Obviously, this belated gesture (I daren't call it more than that) involves nothing so vulgar as principle. It is over when Brown will become Prime Minister (since no one has yet emerged to oppose him) and how much control he will exercise over the party apparatus against the Blairites. Brown has been, in many ways, even more right-wing than Blair. I don't know if even the Prime Minister would have had the balls to suggest that Britons be proud of the legacy of the British Empire, for instance. He bankrolled and publicly supported every New Labour war, and has been coming out more and more as something of a neoconservative. Nor is he the economic wizard he is reputed to be, having relied on a mixture of high consumer debt, low wages (which is what the inflation policy is about), and a strong pound which - while beneficial to the financial sector - has destroyed manufacturing jobs. Not a tenable position. He strongly pushes privatisation, while supporting ID cards, longer detention for 'terror suspects' and pension cuts. And his 'vision', such as it is, is raggedly impoverished. Here is how he laid out his pitch to lead New Labour:
We are about propriety, we are about security and law and order, and we are about giving people the best public services.
Propriety? Fucking propriety? Either this was a coded message to someone who has secrets, or Brown simply chose the word out of the same hat that contains 'law', 'order', 'decent', 'respect', 'hardworking', 'best', 'renewed', 'family', 'tough', 'fair', 'sensible', 'British', 'proud', 'honour', 'justice', 'blood', 'soil', 'dealbation', 'haematencephalon', 'scrophulariaceous' and so on.

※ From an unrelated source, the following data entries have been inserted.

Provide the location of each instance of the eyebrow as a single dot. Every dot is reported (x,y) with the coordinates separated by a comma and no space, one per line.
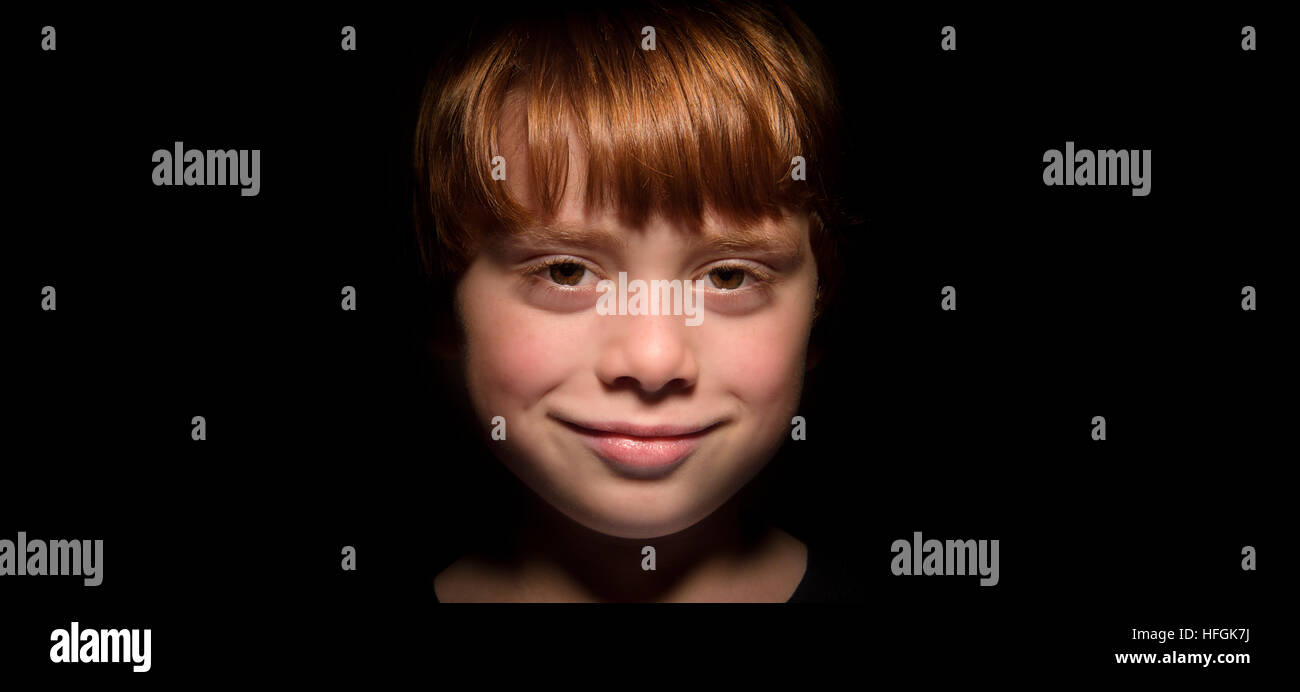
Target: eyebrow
(741,238)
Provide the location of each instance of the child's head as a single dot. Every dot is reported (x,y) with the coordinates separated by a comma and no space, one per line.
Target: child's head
(663,152)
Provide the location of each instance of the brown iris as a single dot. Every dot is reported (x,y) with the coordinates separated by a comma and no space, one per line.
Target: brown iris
(727,277)
(567,273)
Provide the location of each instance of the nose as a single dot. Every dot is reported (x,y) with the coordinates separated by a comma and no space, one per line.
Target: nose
(650,354)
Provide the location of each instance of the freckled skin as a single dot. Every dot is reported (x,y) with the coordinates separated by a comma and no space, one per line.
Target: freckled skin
(524,362)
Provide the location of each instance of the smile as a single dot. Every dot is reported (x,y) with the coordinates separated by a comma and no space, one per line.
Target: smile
(641,452)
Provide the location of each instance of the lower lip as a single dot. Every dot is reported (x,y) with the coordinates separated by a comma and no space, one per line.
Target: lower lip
(640,457)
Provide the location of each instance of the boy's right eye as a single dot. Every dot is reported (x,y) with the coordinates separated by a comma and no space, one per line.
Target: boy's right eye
(567,273)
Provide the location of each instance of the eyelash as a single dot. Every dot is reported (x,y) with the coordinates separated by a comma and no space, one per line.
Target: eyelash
(759,279)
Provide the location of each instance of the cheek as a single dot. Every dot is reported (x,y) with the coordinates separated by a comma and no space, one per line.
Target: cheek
(514,354)
(762,359)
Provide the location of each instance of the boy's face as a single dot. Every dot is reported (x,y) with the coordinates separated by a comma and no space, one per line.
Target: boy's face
(636,425)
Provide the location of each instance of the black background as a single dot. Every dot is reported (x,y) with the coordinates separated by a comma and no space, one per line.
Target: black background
(328,428)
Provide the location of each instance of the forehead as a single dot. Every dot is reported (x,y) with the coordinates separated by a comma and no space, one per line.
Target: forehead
(575,224)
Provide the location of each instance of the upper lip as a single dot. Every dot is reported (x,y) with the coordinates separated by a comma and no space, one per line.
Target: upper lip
(635,429)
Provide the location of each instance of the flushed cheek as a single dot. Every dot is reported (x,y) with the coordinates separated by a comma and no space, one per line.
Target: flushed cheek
(762,364)
(515,354)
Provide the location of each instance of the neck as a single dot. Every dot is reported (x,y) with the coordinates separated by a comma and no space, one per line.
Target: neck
(567,559)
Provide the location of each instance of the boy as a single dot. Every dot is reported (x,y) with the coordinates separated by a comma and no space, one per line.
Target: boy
(687,147)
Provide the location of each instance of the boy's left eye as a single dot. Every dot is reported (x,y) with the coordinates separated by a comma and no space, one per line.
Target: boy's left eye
(727,277)
(567,273)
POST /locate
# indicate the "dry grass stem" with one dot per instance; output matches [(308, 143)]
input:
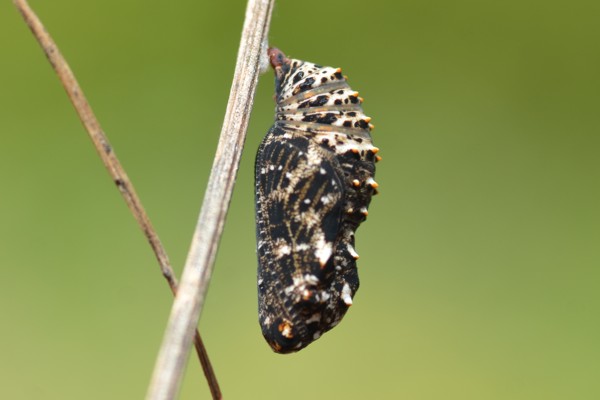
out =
[(112, 164), (187, 307)]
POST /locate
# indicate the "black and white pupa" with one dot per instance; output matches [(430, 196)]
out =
[(314, 182)]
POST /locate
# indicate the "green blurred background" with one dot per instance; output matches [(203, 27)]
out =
[(480, 259)]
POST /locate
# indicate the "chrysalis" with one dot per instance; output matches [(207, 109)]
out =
[(314, 182)]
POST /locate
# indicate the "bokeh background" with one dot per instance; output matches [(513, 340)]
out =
[(480, 258)]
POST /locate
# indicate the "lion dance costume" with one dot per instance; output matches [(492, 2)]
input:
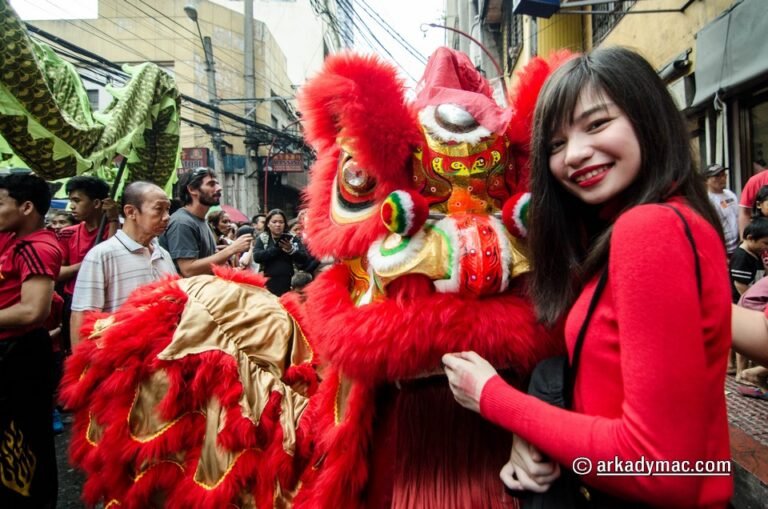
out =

What is more, I doubt that even with these manoeuvres Brown is going to force the issue, or that his succession will do him any good. He still awaits a seamless transition, and Blair is evidently clever enough to string it out just long enough to avoid his own humiliation while Brown inherits the party in time to lose. Brown has in the past outpolled Cameron by some 12 percentage points on the question of who would make a good Prime Minister, but the latest poll indicates that when it comes to the vote, Brown would lose in this contest. Brown simply has nothing to offer to Labour voters, except those sad, deluded few who actually imagine that Brown is in any conceivable way politically distinguishable from Blair.
That said, and all that taken into account, Blair's departure will certainly be worth a drink accompanied by some random acts of destruction when it eventually comes.